Erciş’te katledilen hem de valililik tarafından belediye meclis üyesi olarak görevlendirilen muhtara Cenabı Allah’tan rahmet, ailesine ve tüm muhtarlara başsağlığı dilediğini ifade eden Bakan Soylu, “Hassas bir dönemden geçtiğimiz hepimizin malumu. Bu hassas dönem içerisinde muhakkak ki huzurun, asayişin ve güvenin sağlanması da gerek illerimizi yöneten valilerimizin, gerek güvenlik kuvvetimizin, hükümetimizin ve devletimizin en önemli görevidir. Bir taraftan Musul’da dünyaca izlenen meseleyi bizler de ülkemizden izliyor, takip ediyoruz. Diğer taraftan Suriye ve Irak, diğer taraftan terör örgütleriyle mücadele DEAŞ ile PKK ile FETÖ ile tüm diğer terör örgütleriyle büyük bir mücadele ortaya koymaya çalışıyoruz. Güvenlik kuvvetlerimiz tüm bu çerçevenin içerisinde milletimizin hayatın olağan akışı içerisinde kendi günlük hayatını devam ettirmesi için elinden gelen bütün gayreti ortaya koymaktadır” diye konuştu.

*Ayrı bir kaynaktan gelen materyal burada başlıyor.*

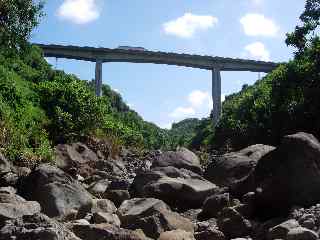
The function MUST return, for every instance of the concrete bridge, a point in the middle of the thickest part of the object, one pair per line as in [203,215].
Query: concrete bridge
[214,64]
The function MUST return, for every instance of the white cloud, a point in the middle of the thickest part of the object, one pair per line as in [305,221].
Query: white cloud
[188,24]
[79,11]
[257,2]
[257,51]
[197,98]
[258,25]
[223,97]
[181,112]
[166,125]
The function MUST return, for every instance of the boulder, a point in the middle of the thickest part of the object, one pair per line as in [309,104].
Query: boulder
[98,188]
[35,227]
[103,217]
[176,235]
[97,205]
[13,206]
[114,169]
[287,176]
[57,192]
[230,168]
[177,187]
[117,196]
[232,224]
[301,233]
[106,231]
[182,158]
[280,231]
[210,234]
[151,215]
[4,165]
[74,155]
[214,204]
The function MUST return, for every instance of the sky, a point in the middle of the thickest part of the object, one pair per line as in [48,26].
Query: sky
[250,29]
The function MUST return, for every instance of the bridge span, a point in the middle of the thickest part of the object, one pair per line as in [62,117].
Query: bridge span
[214,64]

“GÜVENLİK KUVVETLERİMİZİN HALKIMIZIN GÜVENLİĞİNİ ESAS ALMALARI EN ÖNEMLİ GÖREVLERİDİR”
“Sivil toplum örgütlerimizin, siyasi partilerimizin, mesleki kuruluşlarımızın 2911 sayılı gösteri ve toplantıyla ilgili bunları düzenleyen yürüyüşün esaslarını düzenleyen kanunla ilgili bize biraz hassasiyet göstermeleri temel beklentilerimizdir”
Bakan Soylu, konuşmasına şöyle devam etti:
“DEAŞ ile mücadele ederken DEAŞ’ın da ülkemizi yıldırabilmek için, PKK ile mücadele ederken PKK’nın terörün Türkiye’de bir yılgınlığa sebebiyet verebilmesi için çaba gösterdikleri de hepimizin de malumudur. Buna karşılık da daha dün gece bitti bu operasyon, 13 teröristi Tunceli’de etkisiz hale getirdik, 1 teröristi de yaralı olarak ele geçirdik. Sabah Erzincan’da 1 teröristi etkisiz hale getirdik, 1 teröristi de ele geçirdik. Türkiye’nin her noktasında terörle mücadele sürerken özellikle sivil toplum örgütlerimizin, siyasi partilerimizin, mesleki kuruluşlarımızın 2911 sayılı gösteri ve toplantıyla ilgili bunları düzenleyen yürüyüşün esaslarını düzenleyen kanunla ilgili bize biraz hassasiyet göstermeleri temel beklentilerimizdir. Güvenlik kuvvetlerimizin halkımızın güvenliğini esas almaları en önemli görevleridir. Burada bunu farklı noktalara çekmek, buranın üzerinden acaba siyaset yapabilir miyim diye bir soruyu ortaya koymaya çalışmak bugünün meselesi değildir. Herkesin anlayış göstermesi gerekir. Bizim için öncelikli insanımız ve onun güvenliğidir. Dönem dönem tedbirler alırız, bunlara yönelik bazen gevşetmeler ortaya koyabiliriz. Bunları yaparken de güvenliği ana konsantrasyon olarak ortada tutarız. Sebebi şudur, bu kadar geniş bir çerçeve içerisinde güvenlik kuvvetlerimiz başarılı operasyonlar yürütmektedirler. Bunların konsantrasyonlarını azaltmamak bizim bugünkü temel stratejimizdir. Bazen günde bulunduğumuz şehir olan Ankara’da söylüyorum 5-6-7 tane topluma açık yerlerde gösteri düzenlenmesi talep edilmektedir. Bir taraftan güvenlik kuvvetlerimizin bunların güvenliğini alma konusunda çaba ortaya koyarken, diğer taraftan da terör örgütleriyle canhıraş bir mücadele etmesi elbette yapılabilirdir. Ama bugün önceliğimiz farklıdır ve bunu öne almak durumundayız.”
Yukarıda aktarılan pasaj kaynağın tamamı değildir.